In July, Estonian Roman Trofimov announced that he was stranded for 100 days at Manila International Airport after authorities stopped issuing visas to enter the Philippines due to the Covid-19 outbreak.

Barikat meant that Trofimov had to live in the departure hall of the airport until he was transferred to a passenger lounge by the Estonian consulate on 1 April.

He then built a new home in the passenger lounge until he boarded the plane to Tallinn, Estonia, in July.

He said that bureaucratic nightmares began with the receipt of his passport by AirAsia staff after he flew from Bangkok to Manila by air on March 20.

Estonian media reported that they travel with a “gray passport” for people with “indefinite nationality”.

He described his difficult experience of living at the airport – sleeping on the terminal floor, eating on the dining floor, and bathing in the public bathrooms.

“I am a disabled person, my health is deteriorating due to malnutrition, lack of sun and fresh air,” he said.

His situation was likened to Tom Hanks’ character in the 2004 film The Terminal, about a European man who was forced to live at New York’s JFK airport after he was denied entry to the US.

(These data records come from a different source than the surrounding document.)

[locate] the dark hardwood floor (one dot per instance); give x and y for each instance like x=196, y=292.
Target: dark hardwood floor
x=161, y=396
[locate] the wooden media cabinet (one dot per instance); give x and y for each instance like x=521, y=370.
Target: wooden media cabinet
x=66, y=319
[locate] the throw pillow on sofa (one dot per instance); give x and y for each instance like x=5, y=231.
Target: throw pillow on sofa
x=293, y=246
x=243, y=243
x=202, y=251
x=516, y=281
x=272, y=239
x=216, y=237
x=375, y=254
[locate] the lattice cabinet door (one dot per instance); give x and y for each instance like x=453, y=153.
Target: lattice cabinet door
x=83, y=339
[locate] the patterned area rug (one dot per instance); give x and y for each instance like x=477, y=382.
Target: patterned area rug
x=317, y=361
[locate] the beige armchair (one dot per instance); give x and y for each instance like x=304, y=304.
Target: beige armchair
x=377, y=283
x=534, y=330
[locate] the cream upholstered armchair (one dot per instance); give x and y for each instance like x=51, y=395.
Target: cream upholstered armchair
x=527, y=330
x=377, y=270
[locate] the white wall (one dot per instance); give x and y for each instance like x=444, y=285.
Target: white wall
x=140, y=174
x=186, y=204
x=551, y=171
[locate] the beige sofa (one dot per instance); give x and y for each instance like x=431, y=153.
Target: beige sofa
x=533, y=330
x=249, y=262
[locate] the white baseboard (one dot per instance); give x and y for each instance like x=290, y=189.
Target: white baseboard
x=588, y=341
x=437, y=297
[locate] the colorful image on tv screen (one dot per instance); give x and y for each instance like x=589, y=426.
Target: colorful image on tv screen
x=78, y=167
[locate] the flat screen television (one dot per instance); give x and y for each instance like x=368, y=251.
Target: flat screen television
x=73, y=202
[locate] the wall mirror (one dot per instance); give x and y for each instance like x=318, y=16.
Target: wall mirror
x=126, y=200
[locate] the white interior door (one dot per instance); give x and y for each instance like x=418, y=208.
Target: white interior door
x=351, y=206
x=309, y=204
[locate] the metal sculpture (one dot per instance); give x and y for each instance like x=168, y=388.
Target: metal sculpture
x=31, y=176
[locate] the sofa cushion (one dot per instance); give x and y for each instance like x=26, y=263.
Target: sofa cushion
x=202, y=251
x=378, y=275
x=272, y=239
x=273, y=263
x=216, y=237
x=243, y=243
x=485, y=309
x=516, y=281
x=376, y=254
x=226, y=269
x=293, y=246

And in 2018, a Syrian Hassan Al Kontar had to live at Kuala Lumpur International Airport for more than seven months after being denied entry to Malaysia.

Having spent the past ten years in the United Arab Emirates, Kontar was deported to Malaysia but refused a passport renewed by the Syrian government, so he could not leave the airport or fly out of the country.

He was finally able to leave the Philippines after he applied for asylum in Canada, and it was later found out that he lived and worked in Whistler.